Jesus offered his disciples, and continues to offer us, forgiveness. We believe that no-one is beyond the loving heart of God to forgive.
A sense of guilt, of unworthiness, of obstacles in your life to being the person you want to be and which God made you to be, is a common and corrosive feeling.
Guilt is one of the most serious negative forces in our lives today.
God asks us to repent and so receive forgiveness. Repent doesn't just mean saying sorry. It doesn't even just mean truly being sorry. It means changing your mindset and your life.
We all try to do this, whether as part of our effort to be better disciples of the Lord Jesus Christ or as part of our periodic efforts to "get our life in order".
Confession - owning up to the ways we fall short - is part of our regular prayer as christians, and we do it in most services in church.
For many it is part of their private prayer life.
For all who strive to be better christians it is part of our constant struggle.
Many people find that enough. Naming and shaming your demons in private prayer or secretly within a service followed by the offering of forgiveness - sometimes called absolution - by the priest allows us to reflect, change and move on.
However Jesus himself offered a rather more hands-on ministry in his own time on earth, one in which he offered God's forgiveness and healing personally to those who turned to him. This power to bind God's forgiveness was handed to his disciples, and thence by them to his church today. A priest has the power to listen to a person's account of their wrong-doing, hear their commitment to a change of heart, and offer them the assurance of God's forgiveness.
We therefore offer the sacrament of confession. This is much more Anglican than some people think. Even the 1662 Prayer Book expects it to be offered, saying that it is for those who want it. All may receive forgiveness in this manner, it says, none must and some should.
Going to a priest and naming out loud your failings is tough, and not for everyone. Our Archbishop, Justin Welby, says of it:
“It is enormously powerful and hideously painful when (confession) is done properly …

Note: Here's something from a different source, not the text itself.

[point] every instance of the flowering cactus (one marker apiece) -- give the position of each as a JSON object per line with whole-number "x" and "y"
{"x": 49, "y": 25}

it’s really horrible when you go to see your confessor –
I doubt you wake up in the morning and think, this is going to be a bunch of laughs.
It’s really uncomfortable.
But through it God releases forgiveness and absolution and a sense of cleansing.”
The clergy at All Saints offer the sacrament of confession to those who want it. We publish times for hearing confessions in preparation for the celebration of Christmas and Easter. However, we can also offer confession by arrangement at other times. We offer absolute confidentiality, and never refer to anything you have said, even to you outside of confession. It is normally offered in the church or in the Parish Centre. It is a very vulnerable experience, so we try to ensure that there is someone else about, well out of ear-shot for protection of both the penitent and the priest. There is a simple order of service - some introductory prayers, a time to say what is on your heart, if appropriate some discussion or advice, the giving of a penance (a simple gesture, like reading a particular psalm) and then the priest pronounces God's forgiveness and blessing.
Many people prefer to go outside their own church to make their confession - the cathedral and a number of other churches provide this ministry quite extensively.